Tellisford is a low head scheme. The difference in pressure between the upstream and the downstream sides of the installation is harnessed by shaping the turbine blades so that the distance over one side of the blade is longer than that across the other. Water flowing over the long side of the blade has to move faster than water passing over the short side; the difference in speed pushes the blades around. This kinetic energy is converted into electrical energy by a generator.
Getting the thing built was exceedingly complex and laborious. The couple spent the first year of the project dredging the leat—the Saxons’ channel for funneling some water from the river through the mill.
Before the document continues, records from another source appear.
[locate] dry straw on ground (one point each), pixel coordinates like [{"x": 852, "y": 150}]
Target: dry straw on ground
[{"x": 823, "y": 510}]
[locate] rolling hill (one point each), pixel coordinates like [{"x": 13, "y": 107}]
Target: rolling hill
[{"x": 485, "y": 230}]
During the second year, they dug stones out of the tailrace to allow the used water to flow unimpeded downstream.
Before construction could begin on the mill itself—on a site protected by heritage laws—they had to carefully draw up plans to preserve existing walls. They collected data to establish the flow of the water over the course of a year. At every step through the process of digging, damming, pumping, and plugging leaks, they had to meet stringent environmental standards.
Feilden recalls the years of toil with a wry laugh: “And then when it flooded, work had to stop, and you had to get the pike out of the sump,” she says, referring to a local fish that required frequent rescue from the pumping system. “It was all very hands-on.”
It cost the couple around £500,000 ($764,000), which they financed through a mixture of capital raised from the sale of Feilden’s former London home, and loans. One day, many years from now, they hope to break even.
Those who live on a body of water in the UK have “riparian” rights, the reasonable use of the stream or lake on their land. But making commercial use of a river requires more complex permissions. In the early 2000s, when renewable energy in its modern form was nascent, UK government bodies, including national and local planning, energy and environment agencies were only just getting their heads around new requirements.
Feilden and Battersby describe a process that spanned years and involved confusing communication, mountains of paperwork, long delays in decision making, and subsidy regime changes.
“The bureaucracy, to us, is the biggest risk,” said Feilden, recalling an instance when they were suddenly refused permission to proceed with the project even though it was already well underway. (That decision was subsequently reversed.) Some setbacks were brief, like when the UK Environment Agency insisted that “eel pipes” be included in the turbine design to prevent eels and baby eels from getting into the mechanism. Others were expensive. In 2015, the surprise removal of a subsidy, the Levy Exemption Certificate, cut 9% off their yearly income.
But none of this deterred them. Today, Tellisford throws off revenue of £27,000 a year, including a government subsidy which will last 20 years.
“We knew it was a long-term project. We knew the thing would run for at least 50 years if not 100 years, once it was done,” Feilden says. “So what’s between 15 years to break even or 17 years to break even? It hardly makes a difference in the long term. So if you enter it with that luxury of not having to pay dividends to anybody, you’ve got the flexibility to take the risk.”
The couple’s experience has helped smooth the path for those who came after the earliest adopters. They secured a grant to help set up a network of projects across the country, which they hope will be up and running soon. A 2010 report from the British Hydro Association identified over 1600 possible sites.
“There are as many different ways of people doing it as there are sites,” said Battersby.
At the time of the Norman conquest of Britain in 1066—which Tellisford Mill pre-dates—there were upwards of 5,000 mills on the UK’s rivers. Today, gradually, more and more people are going back to the old ways, this time with the benefit of some new technology.